ISLAMABAD, May 9: The Capital Development Authority (CDA) has bypassed proper approval channels to charge additional development cost from the allottees of sector D-12, although it has a gross profitability of Rs1.9 billion, investigations by Dawn show.
It sought authorization of President Gen Pervez Musharraf for levying additional charges before the same were approved by the Executive Committee of the National Economic Council (Ecnec).
The CDA, records showed, filed an appeal before President Musharraf against the decision of the federal ombudsman, who had specifically directed the authority not to charge additional development charges from the allottees.
“The president was given a wrong picture that the CDA was incurring a loss and, therefore, the increase in price was necessitated,” sources said.
After permission for charging increased developmental cost was accorded by the president, the project was submitted to Ecnec which rubber-stamped the president’s decision, they said.
According to standard procedures, Ecnec is the decision making-body for approving developmental projects, and summaries are not sent to the forum after approval of the president.
When contacted, CDA spokesperson Rawal Khan Maitla, rejected the allegation that the authority painted a false picture to the president for getting his approval. “Actual figures were given to him, based on the calculations done by the finance department,” he added.
In response to the objections raised by the relevant authorities on charging additional development cost, the CDA had maintained that a case against the judgment of federal ombudsman was referred to the President Secretariat for decision.
Records showed that the Central Development Working Party (CDWP) and Ecnec, while approving the project, had questioned the authority’s decision to charge additional development charges.
A CDWP meeting had observed: “It is, therefore, for consideration whether the CDA needs to recover additional surcharge from the old allottees of Sector D-12 or not.”
The Ecnec, before approving the project, also noted: “The issue is whether the CDA should recover additional amount of Rs520 million as additional surcharge despite a substantial surplus.”
The authority was also asked to reconsider recovery of additional surcharge from old allottees in view of sizable surplus. However, the decision to recover the additional surcharge at the rate of Rs650 per square yard was not revised.
According to official documents, the gross profitability of the project is estimated at RS1.9 billion with a net profit of Rs1.5 billion. The CDA is expected to receive Rs4.03 billion as total recoveries with an estimated amount of Rs2.06 billion as development cost.
The CDA launched the D-12 project without making necessary arrangements to complete it which resulted in colossal increase in the cost.

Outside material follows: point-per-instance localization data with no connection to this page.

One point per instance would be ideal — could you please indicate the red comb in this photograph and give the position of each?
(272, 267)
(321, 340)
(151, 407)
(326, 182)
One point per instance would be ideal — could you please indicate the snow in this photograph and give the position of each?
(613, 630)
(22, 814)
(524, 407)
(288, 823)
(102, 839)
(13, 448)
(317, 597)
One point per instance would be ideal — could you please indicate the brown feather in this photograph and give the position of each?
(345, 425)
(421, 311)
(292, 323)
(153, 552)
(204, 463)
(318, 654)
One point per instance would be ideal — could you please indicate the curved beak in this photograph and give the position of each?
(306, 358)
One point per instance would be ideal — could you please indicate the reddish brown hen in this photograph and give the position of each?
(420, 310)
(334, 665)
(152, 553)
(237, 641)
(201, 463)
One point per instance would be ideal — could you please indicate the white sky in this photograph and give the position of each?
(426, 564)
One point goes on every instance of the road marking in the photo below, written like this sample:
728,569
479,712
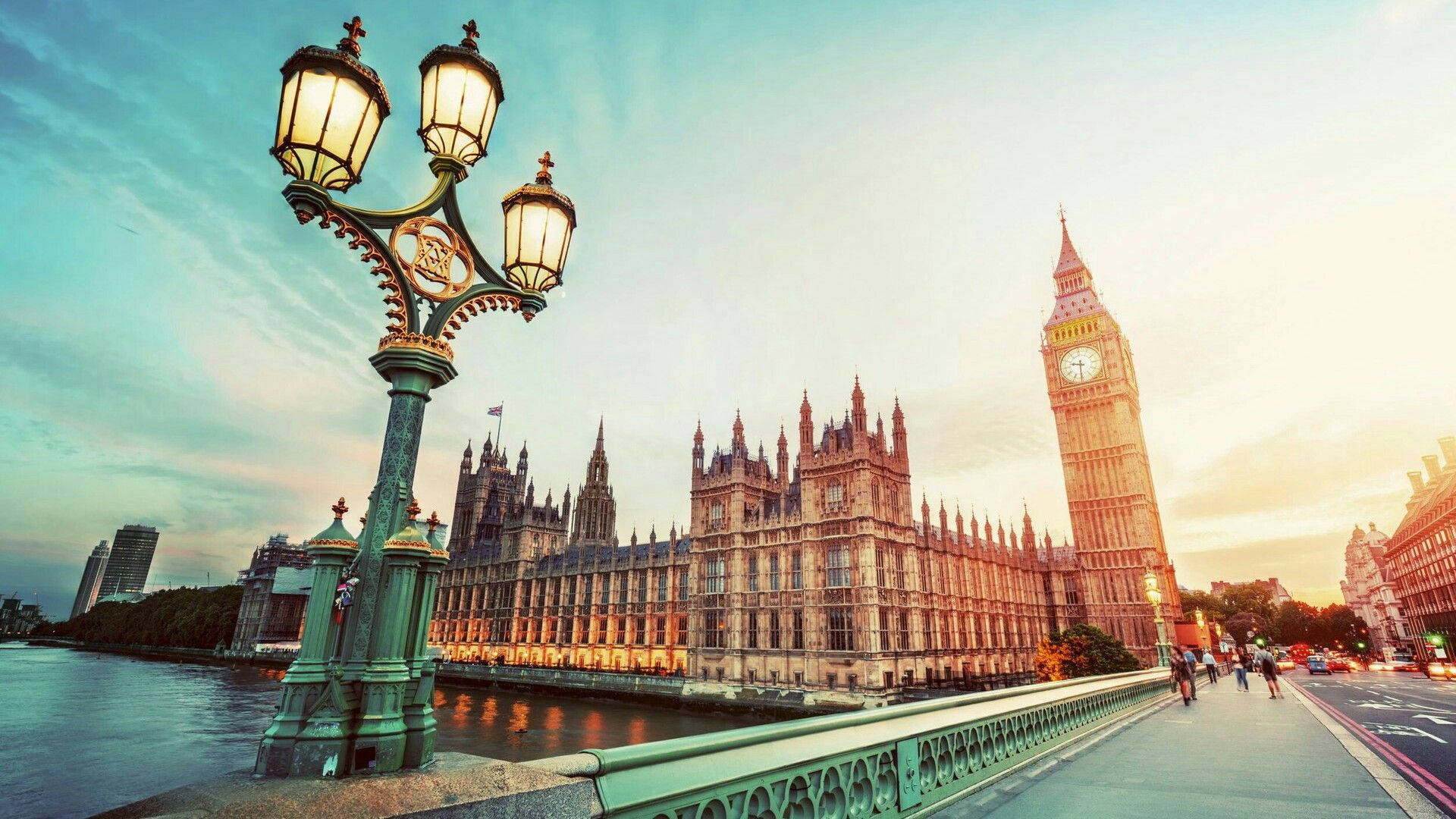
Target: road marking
1414,773
1385,729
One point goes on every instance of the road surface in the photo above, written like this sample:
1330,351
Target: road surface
1405,717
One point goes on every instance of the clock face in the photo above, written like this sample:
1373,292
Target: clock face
1081,363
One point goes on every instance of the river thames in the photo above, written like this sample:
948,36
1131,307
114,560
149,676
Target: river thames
88,732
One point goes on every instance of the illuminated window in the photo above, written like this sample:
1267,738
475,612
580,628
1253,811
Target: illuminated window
714,629
837,564
835,497
840,630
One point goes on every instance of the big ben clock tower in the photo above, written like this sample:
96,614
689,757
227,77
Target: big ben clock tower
1116,526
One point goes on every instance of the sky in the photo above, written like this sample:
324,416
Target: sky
772,197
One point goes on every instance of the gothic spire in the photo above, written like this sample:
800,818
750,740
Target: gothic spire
1069,261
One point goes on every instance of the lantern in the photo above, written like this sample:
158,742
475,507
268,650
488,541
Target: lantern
329,112
1150,588
538,232
459,93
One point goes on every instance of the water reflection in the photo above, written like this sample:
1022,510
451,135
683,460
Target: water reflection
104,713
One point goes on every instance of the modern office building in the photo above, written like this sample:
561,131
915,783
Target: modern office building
130,560
91,580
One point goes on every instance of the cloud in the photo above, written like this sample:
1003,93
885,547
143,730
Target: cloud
1308,566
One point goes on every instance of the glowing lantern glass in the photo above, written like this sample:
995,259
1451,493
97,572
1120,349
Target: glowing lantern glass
329,112
538,232
459,93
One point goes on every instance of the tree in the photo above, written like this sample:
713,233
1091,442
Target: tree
1082,651
1298,623
190,618
1212,605
1254,598
1341,627
1241,624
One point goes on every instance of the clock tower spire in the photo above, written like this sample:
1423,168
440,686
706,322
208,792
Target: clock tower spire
1116,525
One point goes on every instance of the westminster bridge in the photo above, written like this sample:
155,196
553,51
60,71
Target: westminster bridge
1116,745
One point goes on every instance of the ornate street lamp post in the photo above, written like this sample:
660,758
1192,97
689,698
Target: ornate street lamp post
1155,596
359,695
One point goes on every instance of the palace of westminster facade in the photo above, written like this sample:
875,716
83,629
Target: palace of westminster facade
817,573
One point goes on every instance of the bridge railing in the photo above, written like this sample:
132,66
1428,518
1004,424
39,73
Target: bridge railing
896,763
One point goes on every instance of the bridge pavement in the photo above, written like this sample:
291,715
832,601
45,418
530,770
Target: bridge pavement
1229,754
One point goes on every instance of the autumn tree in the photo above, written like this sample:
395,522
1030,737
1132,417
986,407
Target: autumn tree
1082,651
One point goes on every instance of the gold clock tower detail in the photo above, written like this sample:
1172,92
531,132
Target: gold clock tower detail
1117,531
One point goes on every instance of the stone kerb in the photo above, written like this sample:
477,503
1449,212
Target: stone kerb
893,761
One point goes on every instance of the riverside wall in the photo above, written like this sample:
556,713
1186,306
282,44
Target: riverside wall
661,691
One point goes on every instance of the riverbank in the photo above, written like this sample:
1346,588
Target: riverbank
137,725
648,689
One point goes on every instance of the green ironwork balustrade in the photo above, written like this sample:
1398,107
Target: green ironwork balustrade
359,695
894,763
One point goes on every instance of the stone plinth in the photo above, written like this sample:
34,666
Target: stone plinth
456,784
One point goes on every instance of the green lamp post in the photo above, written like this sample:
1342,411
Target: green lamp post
359,697
1155,598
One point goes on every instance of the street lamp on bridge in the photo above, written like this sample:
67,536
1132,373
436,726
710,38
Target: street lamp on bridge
359,695
1155,598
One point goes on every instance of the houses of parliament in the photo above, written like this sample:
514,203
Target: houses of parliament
820,572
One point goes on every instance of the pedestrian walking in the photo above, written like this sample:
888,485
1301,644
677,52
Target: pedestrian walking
1183,673
1193,670
1270,670
1241,670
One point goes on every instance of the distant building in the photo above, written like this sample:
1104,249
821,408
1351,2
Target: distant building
1369,589
18,618
522,589
91,580
816,575
1277,592
130,560
1423,550
275,592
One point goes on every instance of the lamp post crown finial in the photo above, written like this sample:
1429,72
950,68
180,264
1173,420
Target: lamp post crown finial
351,42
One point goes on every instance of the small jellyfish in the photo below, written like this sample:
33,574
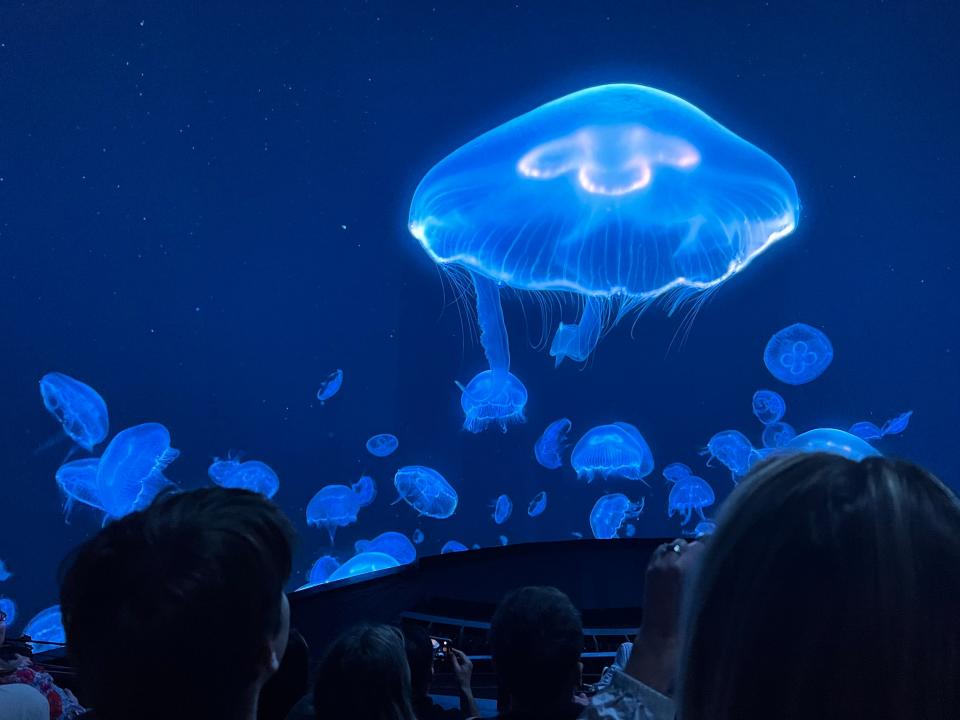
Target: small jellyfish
366,490
251,475
322,569
550,445
768,406
9,608
778,434
329,386
382,445
426,491
362,564
453,546
610,511
837,442
396,545
733,449
79,408
77,480
502,509
130,473
538,504
46,627
616,450
332,507
688,495
798,354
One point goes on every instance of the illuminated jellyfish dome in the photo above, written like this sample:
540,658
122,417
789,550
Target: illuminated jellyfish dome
616,195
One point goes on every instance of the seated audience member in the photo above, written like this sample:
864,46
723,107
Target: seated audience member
536,639
828,591
177,612
420,658
364,676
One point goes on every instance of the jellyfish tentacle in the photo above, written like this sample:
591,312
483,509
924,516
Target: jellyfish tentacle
577,341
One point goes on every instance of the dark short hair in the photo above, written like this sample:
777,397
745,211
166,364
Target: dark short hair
829,590
536,638
419,650
167,610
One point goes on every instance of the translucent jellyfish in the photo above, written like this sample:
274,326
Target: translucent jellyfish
777,434
329,386
130,473
77,480
688,495
362,564
453,546
79,408
426,491
768,406
332,507
609,513
502,509
538,504
396,545
366,489
732,449
382,445
551,444
833,441
322,569
617,450
615,196
250,475
46,627
798,354
9,608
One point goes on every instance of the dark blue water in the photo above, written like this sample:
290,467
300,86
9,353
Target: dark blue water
203,212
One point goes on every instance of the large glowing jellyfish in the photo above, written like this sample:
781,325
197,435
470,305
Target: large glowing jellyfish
618,194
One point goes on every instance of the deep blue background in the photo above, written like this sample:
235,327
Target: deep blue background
203,205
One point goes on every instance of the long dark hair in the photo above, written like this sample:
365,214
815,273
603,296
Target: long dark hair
830,590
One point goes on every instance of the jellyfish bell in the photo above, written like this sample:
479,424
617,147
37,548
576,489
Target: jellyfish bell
616,195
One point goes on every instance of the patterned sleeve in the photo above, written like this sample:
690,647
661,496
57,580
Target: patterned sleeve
629,699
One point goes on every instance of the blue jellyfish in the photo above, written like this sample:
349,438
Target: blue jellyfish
322,569
130,473
732,449
426,491
610,511
77,480
396,545
617,450
453,546
798,354
250,475
329,386
79,408
777,434
366,489
768,406
551,444
502,509
833,441
538,504
46,627
362,564
334,506
9,608
382,445
688,495
615,195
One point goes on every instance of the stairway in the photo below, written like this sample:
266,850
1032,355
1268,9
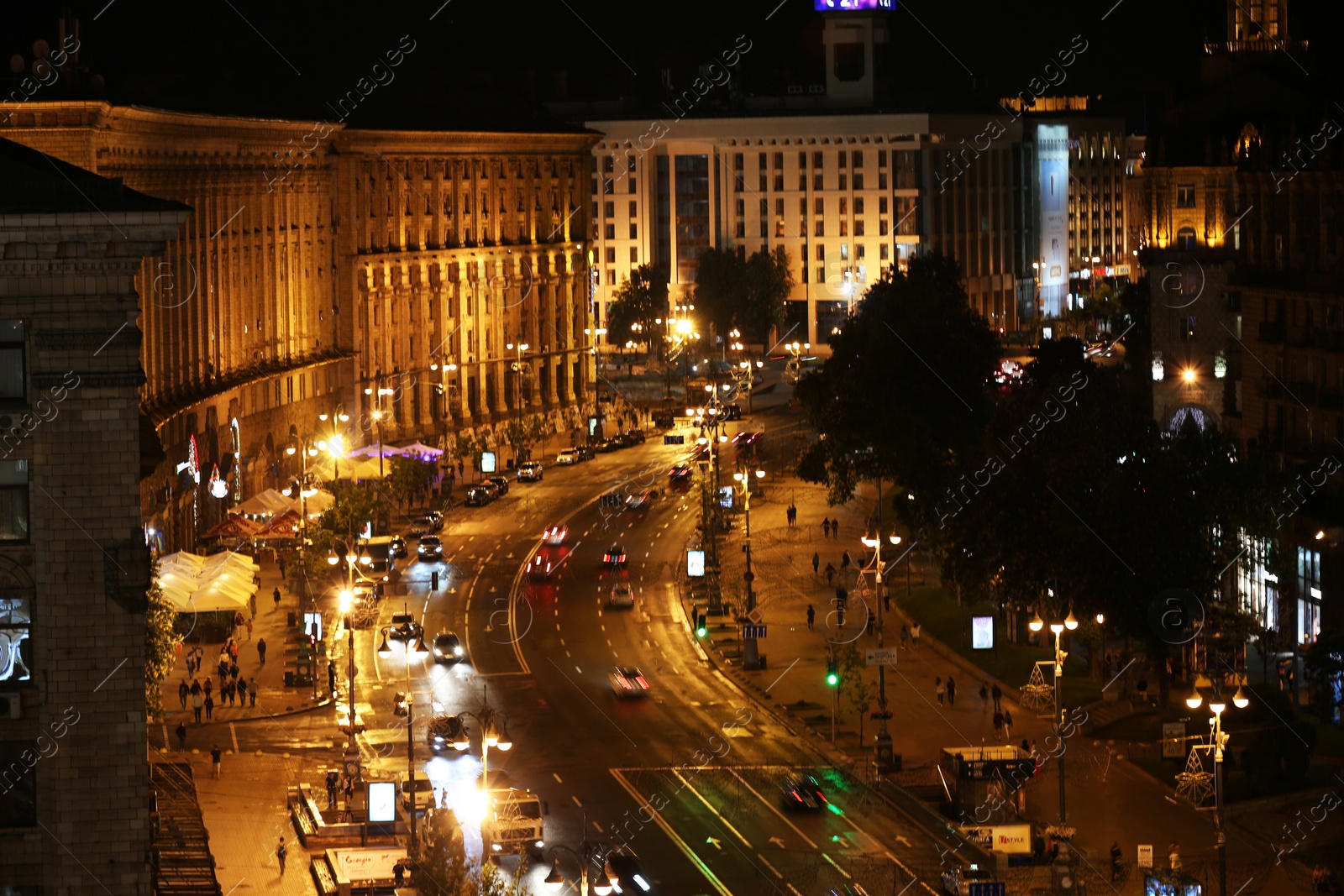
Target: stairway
183,864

The Rs788 million project was originally approved in 1988, but the work could not be commenced due to non-availability of land. In May 2001, the authority submitted a revised Rs3.196 million PC-1, showing an increase of Rs2407.816 million or 405 per cent.
Later, the project cost was again revised and shown to be Rs2067 million. The rehabilitation benefits amounting to Rs447 million were excluded from the cost.
The capital cost of D-12 includes Rs267 million for land acquisition and compensation for built up property, and Rs1,271 million for direct development expenditures. The indirect costs amounting to Rs262 million were worked out on cost-sharing basis.
The sector was opened in 1989 and applications were invited for allotment through balloting. Out of a total of 3,445 plots, 2,595 were allotted, and Rs645 million, including a mark-up of Rs172 million, have been recovered by the CDA.
The authority has incurred an expenditure of Rs248 million on land acquisition, possession and compensation for built up property.
The sources said a committee, constituted under secretary planning and development with representatives of ministries of interior, housing and works, and the CDA, was given the task to rationalize the costs.
The committee, they said, decided that the rehabilitation benefits given to the original land owners in the form of residential plots and agro farming plots should be valued at market prices and treated as the cost to be recovered from the allottees of sector D-12.
The old allottees have termed the CDA’s decision to charge additional development cost as violation of the agreement.
The brunt of the cost increase would be borne mostly by the government employees, who were allotted plots in the sector, and many of whom expressed their inability to bear the burden as a result of the authority’s inordinate delays in executing the project in time.
The project is now expected to take another three years for completion.